Candidate Essential Gene Analysis.

Genome sequence analysis of PA14 carried out in our laboratory shows that, although PA14 and PAO1 share >95% identity, PA14 has a slightly larger chromosome (6.53 megabases versus 6.26 megabases; http://ausubellab.mgh.harvard.edu/pa14sequencing) that encodes 5,962 predicted genes, 392 more than the 5,570 predicted for PAO1. Comparison of the PA14 insertions described here with PAO1 genes targeted in ref. 11 allows a relatively precise estimation of the number of essential P. aeruginosa genes. Between the two insertion libraries, >60,000 P. aeruginosa mutants have been generated with defined transposon insertion sites. If we consider only PA14 genes that have homologs in PAO1, which we refer to as “PA14/PAO1” orthologs [PAO1 Genome Annotation Project (29) and http://ausubellab.mgh.harvard.edu/pa14sequencing], 608 PA14/PAO1 orthologs were not disrupted in the PAO1 library, and 1,148 PA14/PAO1 orthologs were not disrupted in the PA14 library (Table 2).
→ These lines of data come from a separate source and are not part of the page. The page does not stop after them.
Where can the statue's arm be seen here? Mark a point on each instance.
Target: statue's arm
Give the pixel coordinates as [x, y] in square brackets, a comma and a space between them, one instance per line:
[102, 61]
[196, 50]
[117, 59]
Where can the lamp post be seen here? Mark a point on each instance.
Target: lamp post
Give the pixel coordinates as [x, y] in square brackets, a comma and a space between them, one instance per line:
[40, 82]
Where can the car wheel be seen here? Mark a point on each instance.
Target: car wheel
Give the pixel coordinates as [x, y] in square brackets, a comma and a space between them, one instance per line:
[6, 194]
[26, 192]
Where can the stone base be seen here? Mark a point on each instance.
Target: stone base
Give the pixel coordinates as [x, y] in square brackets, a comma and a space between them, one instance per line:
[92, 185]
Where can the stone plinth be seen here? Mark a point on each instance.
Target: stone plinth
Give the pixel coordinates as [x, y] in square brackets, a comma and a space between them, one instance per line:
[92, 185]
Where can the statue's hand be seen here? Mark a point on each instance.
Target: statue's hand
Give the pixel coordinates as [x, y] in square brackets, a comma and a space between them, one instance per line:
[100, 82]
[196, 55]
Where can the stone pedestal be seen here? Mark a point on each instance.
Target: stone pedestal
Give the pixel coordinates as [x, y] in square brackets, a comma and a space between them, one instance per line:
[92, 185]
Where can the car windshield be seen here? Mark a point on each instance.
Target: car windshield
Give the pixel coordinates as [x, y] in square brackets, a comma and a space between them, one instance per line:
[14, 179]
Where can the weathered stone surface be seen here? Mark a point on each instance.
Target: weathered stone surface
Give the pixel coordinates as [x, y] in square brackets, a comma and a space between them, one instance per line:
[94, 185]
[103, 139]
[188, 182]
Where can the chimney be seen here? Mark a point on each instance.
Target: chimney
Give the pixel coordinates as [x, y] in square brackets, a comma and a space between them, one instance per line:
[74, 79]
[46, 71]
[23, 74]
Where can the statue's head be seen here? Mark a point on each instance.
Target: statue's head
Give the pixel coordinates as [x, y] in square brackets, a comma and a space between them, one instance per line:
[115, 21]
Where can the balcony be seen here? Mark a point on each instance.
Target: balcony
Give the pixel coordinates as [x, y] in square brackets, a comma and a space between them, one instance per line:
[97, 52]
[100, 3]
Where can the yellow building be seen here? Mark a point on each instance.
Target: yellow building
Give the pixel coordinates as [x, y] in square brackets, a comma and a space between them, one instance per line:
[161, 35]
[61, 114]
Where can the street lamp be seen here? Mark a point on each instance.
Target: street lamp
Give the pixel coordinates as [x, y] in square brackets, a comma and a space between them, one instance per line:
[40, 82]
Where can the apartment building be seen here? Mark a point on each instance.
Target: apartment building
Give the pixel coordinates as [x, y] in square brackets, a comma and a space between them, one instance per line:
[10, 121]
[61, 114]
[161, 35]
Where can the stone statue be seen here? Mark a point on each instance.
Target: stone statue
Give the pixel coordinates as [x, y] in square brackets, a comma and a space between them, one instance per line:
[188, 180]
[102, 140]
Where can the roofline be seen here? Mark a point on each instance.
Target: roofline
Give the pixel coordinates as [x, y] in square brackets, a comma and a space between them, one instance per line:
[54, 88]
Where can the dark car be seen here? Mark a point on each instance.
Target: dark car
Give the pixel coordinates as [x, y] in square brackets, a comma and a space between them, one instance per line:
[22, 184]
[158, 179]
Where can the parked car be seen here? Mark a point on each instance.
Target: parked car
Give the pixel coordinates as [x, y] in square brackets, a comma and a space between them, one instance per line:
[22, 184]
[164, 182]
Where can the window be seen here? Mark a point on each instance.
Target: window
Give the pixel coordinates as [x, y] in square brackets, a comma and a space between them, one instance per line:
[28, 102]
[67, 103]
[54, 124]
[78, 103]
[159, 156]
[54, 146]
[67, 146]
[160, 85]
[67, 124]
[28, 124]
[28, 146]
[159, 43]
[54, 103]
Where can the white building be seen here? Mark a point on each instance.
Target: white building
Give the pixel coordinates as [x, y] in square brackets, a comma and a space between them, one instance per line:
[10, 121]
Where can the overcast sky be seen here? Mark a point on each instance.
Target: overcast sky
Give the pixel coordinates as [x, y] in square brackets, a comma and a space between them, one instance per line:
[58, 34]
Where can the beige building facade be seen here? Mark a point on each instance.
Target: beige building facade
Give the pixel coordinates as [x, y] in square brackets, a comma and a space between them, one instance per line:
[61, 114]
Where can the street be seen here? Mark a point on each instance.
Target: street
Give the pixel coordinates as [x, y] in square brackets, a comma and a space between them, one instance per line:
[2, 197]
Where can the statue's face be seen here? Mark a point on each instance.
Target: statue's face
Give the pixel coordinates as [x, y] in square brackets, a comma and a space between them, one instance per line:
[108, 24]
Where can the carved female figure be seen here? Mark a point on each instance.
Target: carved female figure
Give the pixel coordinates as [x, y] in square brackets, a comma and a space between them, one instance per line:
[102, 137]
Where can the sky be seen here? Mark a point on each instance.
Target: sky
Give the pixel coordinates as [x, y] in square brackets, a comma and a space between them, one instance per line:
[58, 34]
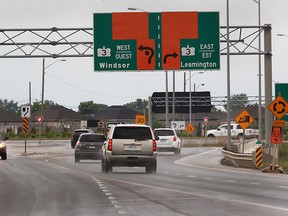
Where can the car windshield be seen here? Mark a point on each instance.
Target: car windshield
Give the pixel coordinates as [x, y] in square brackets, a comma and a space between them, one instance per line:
[92, 138]
[163, 133]
[137, 133]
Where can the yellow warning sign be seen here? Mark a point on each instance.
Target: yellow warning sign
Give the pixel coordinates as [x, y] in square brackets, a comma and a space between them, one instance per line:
[140, 119]
[189, 128]
[279, 107]
[244, 119]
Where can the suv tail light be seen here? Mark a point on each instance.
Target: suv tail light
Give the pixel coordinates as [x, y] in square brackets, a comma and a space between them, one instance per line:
[110, 145]
[78, 143]
[174, 139]
[154, 145]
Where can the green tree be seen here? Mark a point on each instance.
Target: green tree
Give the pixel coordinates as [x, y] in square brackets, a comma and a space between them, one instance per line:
[139, 105]
[36, 105]
[89, 107]
[237, 101]
[9, 105]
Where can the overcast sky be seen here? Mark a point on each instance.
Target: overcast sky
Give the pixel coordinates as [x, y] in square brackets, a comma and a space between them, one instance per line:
[74, 81]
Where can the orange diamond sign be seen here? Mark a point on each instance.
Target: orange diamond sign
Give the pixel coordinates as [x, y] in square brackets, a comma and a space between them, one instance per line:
[244, 119]
[279, 107]
[189, 128]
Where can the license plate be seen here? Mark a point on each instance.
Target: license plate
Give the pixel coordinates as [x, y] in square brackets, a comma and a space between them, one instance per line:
[132, 147]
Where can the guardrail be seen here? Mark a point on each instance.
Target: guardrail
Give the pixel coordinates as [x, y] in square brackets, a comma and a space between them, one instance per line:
[238, 159]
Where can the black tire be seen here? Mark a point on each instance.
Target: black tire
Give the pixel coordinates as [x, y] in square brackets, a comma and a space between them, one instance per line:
[240, 136]
[77, 160]
[103, 166]
[109, 167]
[106, 166]
[177, 151]
[151, 168]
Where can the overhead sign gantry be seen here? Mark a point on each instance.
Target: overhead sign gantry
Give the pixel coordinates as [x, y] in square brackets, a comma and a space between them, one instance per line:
[156, 41]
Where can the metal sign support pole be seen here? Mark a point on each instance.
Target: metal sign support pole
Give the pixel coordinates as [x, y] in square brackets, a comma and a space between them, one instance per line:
[268, 83]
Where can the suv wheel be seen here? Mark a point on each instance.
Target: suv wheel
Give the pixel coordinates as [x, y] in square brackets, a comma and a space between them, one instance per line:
[106, 166]
[177, 151]
[77, 160]
[152, 167]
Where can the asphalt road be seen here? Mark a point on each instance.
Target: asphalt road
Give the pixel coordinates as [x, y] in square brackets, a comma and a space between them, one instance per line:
[47, 182]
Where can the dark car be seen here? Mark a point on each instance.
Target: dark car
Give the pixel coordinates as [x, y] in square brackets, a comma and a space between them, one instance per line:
[76, 134]
[3, 149]
[89, 146]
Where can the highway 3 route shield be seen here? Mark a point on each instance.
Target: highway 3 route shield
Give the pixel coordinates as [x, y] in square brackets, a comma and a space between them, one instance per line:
[156, 41]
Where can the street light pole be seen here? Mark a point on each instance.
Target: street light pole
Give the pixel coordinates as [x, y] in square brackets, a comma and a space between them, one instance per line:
[190, 94]
[42, 92]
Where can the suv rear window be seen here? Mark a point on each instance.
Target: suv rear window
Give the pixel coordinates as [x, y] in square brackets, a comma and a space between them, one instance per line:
[164, 133]
[92, 138]
[137, 133]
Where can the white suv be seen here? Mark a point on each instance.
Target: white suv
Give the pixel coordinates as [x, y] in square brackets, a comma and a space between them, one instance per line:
[167, 140]
[130, 145]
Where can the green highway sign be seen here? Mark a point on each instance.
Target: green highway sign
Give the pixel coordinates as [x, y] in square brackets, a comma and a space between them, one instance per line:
[156, 41]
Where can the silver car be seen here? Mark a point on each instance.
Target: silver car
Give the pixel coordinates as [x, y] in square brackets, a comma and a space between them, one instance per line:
[167, 140]
[130, 145]
[89, 146]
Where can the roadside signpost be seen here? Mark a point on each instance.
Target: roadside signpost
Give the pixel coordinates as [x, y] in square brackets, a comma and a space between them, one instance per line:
[279, 108]
[133, 41]
[282, 89]
[25, 114]
[39, 119]
[140, 119]
[178, 125]
[189, 128]
[244, 119]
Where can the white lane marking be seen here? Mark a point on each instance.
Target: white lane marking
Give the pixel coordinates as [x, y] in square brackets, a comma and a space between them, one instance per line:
[196, 194]
[230, 181]
[254, 183]
[122, 212]
[209, 178]
[222, 168]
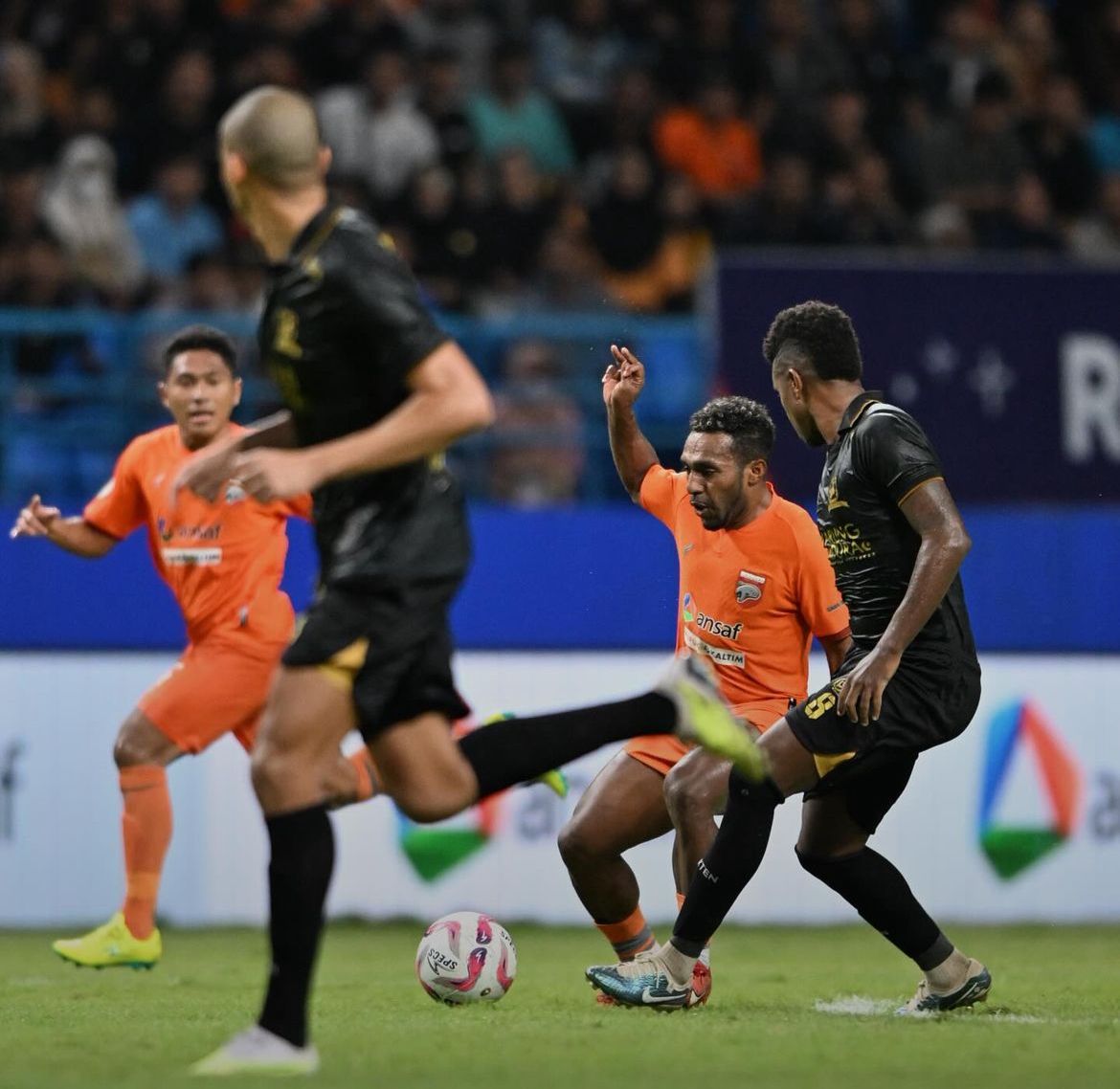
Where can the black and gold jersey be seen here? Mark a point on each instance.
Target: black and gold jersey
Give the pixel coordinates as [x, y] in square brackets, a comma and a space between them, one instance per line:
[878, 457]
[343, 325]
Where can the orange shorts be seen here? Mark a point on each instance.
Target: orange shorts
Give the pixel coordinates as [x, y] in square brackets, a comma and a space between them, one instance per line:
[663, 751]
[218, 686]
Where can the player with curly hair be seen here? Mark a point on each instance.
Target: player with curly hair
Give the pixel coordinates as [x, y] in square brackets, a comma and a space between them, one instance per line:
[910, 680]
[755, 587]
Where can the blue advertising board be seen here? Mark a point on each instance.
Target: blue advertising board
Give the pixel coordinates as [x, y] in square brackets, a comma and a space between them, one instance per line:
[1013, 369]
[591, 578]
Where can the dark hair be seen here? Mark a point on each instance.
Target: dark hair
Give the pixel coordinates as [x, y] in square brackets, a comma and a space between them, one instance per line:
[822, 335]
[746, 421]
[201, 338]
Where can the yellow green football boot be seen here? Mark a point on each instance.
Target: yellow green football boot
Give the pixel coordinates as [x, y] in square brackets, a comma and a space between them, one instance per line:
[111, 945]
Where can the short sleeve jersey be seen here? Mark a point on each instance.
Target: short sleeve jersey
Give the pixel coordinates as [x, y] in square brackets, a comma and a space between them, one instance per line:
[343, 325]
[223, 560]
[750, 599]
[880, 457]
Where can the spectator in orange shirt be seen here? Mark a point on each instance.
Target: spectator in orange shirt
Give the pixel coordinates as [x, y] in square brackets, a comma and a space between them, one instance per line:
[711, 143]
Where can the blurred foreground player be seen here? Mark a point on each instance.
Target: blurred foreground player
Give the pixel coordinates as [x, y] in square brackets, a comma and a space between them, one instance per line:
[375, 393]
[755, 586]
[910, 681]
[223, 562]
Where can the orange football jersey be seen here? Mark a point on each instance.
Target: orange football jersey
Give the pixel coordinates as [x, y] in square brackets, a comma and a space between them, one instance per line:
[750, 599]
[222, 560]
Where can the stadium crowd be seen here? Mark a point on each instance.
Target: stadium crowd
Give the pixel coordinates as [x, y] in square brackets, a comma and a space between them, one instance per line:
[569, 156]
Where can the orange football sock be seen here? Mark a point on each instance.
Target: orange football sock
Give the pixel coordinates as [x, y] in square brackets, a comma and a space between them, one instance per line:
[146, 827]
[630, 937]
[368, 781]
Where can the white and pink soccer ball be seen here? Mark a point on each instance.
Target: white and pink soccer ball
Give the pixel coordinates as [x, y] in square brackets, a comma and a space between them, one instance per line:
[466, 957]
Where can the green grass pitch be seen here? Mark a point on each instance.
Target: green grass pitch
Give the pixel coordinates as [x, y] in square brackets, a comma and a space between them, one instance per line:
[1053, 1018]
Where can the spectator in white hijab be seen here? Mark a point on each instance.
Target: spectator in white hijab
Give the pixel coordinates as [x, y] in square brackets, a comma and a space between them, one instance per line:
[83, 211]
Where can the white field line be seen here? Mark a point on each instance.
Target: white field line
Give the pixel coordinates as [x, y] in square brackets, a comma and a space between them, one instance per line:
[862, 1007]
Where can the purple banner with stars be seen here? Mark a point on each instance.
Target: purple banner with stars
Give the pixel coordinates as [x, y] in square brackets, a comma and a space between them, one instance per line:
[1012, 368]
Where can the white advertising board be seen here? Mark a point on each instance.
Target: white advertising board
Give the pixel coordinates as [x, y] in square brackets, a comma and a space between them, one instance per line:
[1042, 741]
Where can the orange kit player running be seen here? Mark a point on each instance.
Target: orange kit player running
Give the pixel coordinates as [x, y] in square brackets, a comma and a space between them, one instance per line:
[755, 586]
[223, 562]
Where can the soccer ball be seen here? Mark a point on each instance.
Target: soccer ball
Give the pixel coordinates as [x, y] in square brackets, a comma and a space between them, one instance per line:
[466, 957]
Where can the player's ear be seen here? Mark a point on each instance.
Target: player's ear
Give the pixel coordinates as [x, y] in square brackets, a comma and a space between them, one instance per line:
[235, 167]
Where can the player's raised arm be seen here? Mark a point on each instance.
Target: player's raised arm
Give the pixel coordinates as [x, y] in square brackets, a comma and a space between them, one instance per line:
[448, 400]
[209, 469]
[75, 535]
[633, 454]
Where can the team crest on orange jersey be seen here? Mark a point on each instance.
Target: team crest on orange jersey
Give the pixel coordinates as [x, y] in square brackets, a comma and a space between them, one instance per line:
[750, 587]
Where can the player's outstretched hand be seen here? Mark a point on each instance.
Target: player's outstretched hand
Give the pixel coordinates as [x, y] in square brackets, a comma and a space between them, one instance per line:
[206, 471]
[862, 697]
[34, 520]
[624, 378]
[268, 475]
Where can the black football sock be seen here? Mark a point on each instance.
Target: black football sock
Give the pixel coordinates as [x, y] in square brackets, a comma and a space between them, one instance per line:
[729, 863]
[299, 875]
[882, 897]
[515, 750]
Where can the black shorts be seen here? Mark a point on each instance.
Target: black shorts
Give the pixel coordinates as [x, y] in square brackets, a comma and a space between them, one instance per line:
[928, 701]
[391, 647]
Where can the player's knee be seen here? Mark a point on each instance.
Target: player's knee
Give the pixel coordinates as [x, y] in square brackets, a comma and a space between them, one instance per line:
[687, 797]
[426, 807]
[129, 749]
[272, 770]
[572, 843]
[124, 752]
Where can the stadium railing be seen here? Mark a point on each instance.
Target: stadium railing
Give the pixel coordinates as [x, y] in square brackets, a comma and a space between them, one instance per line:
[75, 385]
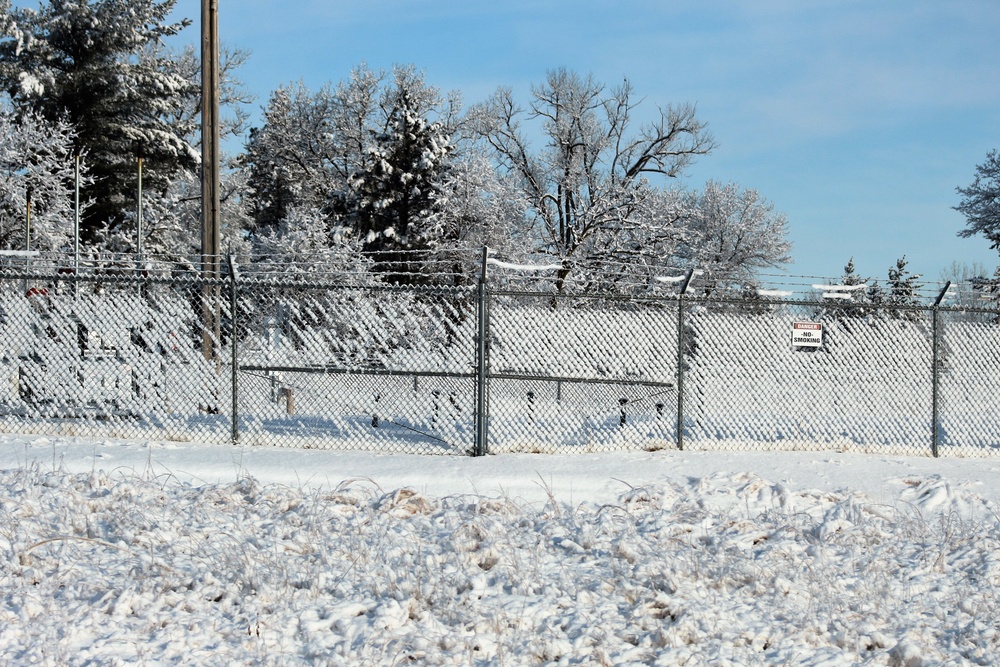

Table 5 lists 335 P. aeruginosa candidate essential genes not disrupted in either library.

Some genes in Table 5 may actually be nonessential but were not targeted in either the PAO1 or PA14 libraries because they are small or are located in transposition cold spots or in an operon upstream of an essential gene. In contrast, the list may be missing essential genes. As discussed above, genes disrupted very few times with insertion sites only at the extreme ends may actually be essential (Table 6). Furthermore, genes with redundant essential gene functions would be missed by this analysis. A probabilistic calculation of 60,000 random insertions over 6.5 megabases (approximate number of mutations in both the PA14 and PAO1 libraries and approximate size of the P. aeruginosa genome) showed that a gene 327 bp in length has a 95% chance of being disrupted (Fig. 8A, which is published as supporting information on the PNAS web site). Fig. 8B shows that, of the putative 335 essential genes, 22% are shorter than 327 bp, whereas only 9% of all genes in the genome are shorter than 327 bp. Assuming that short genes do not constitute a disproportionately large fraction of all essential genes, these data suggest that approximately half of candidate essential genes shorter than 327 bp were probably not disrupted in the PAO1 or PA14 libraries simply because of their small size rather than because they are essential genes.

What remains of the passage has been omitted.